Novel 1,3,4-thiadiazolo[2,3-c]-1,2,4-triazin-4-one derivatives 3a-e, 4a-f and 5a-f were designed as Type I c-Met kinase inhibitors based on scaffold hopping of our previous Type II c-Met kinase lead. Target compounds were then synthesized under the guidance of molecular docking analysis to identify the potential inhibitors that fit the binding pocket of c-Met kinase in the characteristic manner as the reported Type I c-Met kinase inhibitors. All synthesized derivatives were evaluated for their c-Met kinase inhibitory activity at 10 µM concentration, where 3d, 5d and 5f displayed >80% inhibition.

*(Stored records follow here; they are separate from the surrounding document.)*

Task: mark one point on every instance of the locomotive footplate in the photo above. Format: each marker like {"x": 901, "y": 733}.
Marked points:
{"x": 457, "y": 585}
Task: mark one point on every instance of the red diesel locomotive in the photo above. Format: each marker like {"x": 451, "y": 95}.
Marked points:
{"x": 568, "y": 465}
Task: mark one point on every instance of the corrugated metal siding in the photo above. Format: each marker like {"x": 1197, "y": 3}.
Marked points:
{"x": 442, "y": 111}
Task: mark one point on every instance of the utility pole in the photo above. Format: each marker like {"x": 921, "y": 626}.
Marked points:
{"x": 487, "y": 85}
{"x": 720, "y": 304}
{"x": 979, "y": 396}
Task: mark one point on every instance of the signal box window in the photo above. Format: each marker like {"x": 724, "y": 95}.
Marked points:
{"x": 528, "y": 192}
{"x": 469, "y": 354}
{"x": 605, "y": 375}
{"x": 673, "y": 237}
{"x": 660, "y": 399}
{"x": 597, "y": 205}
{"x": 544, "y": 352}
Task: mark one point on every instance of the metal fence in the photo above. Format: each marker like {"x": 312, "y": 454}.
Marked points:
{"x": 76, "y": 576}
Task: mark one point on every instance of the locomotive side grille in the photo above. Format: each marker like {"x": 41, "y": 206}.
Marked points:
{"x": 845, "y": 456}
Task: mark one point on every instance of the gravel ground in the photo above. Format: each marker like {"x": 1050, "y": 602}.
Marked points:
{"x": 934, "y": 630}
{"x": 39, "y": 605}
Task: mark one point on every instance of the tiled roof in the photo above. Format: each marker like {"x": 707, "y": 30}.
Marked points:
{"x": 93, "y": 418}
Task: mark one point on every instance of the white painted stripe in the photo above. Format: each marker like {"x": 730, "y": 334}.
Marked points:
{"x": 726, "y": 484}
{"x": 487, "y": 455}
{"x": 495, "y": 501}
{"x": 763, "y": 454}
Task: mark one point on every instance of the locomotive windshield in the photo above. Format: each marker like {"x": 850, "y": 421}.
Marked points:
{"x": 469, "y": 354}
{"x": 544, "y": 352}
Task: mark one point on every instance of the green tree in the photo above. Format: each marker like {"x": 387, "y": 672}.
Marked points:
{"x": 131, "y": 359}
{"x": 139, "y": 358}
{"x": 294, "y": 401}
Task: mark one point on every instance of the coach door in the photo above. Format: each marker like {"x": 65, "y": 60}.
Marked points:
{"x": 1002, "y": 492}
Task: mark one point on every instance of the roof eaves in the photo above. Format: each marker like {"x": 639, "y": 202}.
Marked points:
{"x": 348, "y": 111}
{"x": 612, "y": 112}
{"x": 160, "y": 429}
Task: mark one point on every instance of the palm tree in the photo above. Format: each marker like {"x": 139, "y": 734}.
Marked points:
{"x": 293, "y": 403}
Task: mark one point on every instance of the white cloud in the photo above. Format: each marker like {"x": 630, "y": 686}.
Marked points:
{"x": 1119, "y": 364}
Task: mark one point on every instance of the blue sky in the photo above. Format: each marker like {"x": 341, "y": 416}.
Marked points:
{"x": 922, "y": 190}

Further IC₅₀ investigation of these compounds identified 5d as the most potent c-Met kinase inhibitor with IC₅₀ value of 1.95 µM. Moreover, 5d showed selective antitumor activity against c-Met over-expressing colon HCT-116 and lung A549 adenocarcinoma cells with IC₅₀ values of 6.18 and 10.6 µg/ml, respectively. More significantly, 5d effectively inhibited c-Met phosphorylation in the Western blot experiment. Also, 5d induced cellular apoptosis in HCT-116 cancer cells as well as cell cycle arrest with accumulation of cells in G2/M phase. Finally, kinase selectivity profiling of 5d against nine oncogenic kinases revealed its selectivity to only Tyro3 kinase (% inhibition = 80%, IC₅₀ = 3 µM). All these experimental findings clearly demonstrate that 5d is a potential dual acting inhibitor against c-Met and Tyro3 kinases, standing out as a viable lead that deserves further investigation and development to new generation of antitumor agents.

新型 1,3,4-噻二唑并[2,3- c ]-1,2,4-triazin-4-one 衍生物3a-e、4a-f和5a-f被设计为基于 I 型 c-Met 激酶抑制剂在我们之前的 II 型 c-Met 激酶引线的支架跳跃上。然后在分子对接分析的指导下合成目标化合物，以确定以特征方式适合 c-Met 激酶结合口袋的潜在抑制剂作为报道的 I 型 c-Met 激酶抑制剂。对所有合成衍生物在 10 µM 浓度下的 c-Met 激酶抑制活性进行了评估，其中3d、5d和5f显示出 >80% 的抑制。进一步的 IC ₅₀对这些化合物的研究发现5d是最有效的 c-Met 激酶抑制剂，IC ₅₀值为 1.95 µM。此外，5d显示出针对 c-Met 过表达结肠 HCT-116 和肺 A549 腺癌细胞的选择性抗肿瘤活性，IC ₅₀值分别为 6.18 和 10.6 µg/ml。更重要的是，在蛋白质印迹实验中，5d有效地抑制了 c-Met 磷酸化。此外，5d诱导 HCT-116 癌细胞的细胞凋亡以及细胞周期停滞，细胞在 G2/M 期积累。最后，5d 的激酶选择性分析针对 9 种致癌激酶显示其仅对 Tyro3 激酶的选择性（抑制百分比 = 80%，IC ₅₀  = 3 µM）。所有这些实验结果清楚地表明，5d是一种潜在的针对 c-Met 和 Tyro3 激酶的双重作用抑制剂，作为一种可行的先导物脱颖而出，值得进一步研究和开发新一代抗肿瘤药物。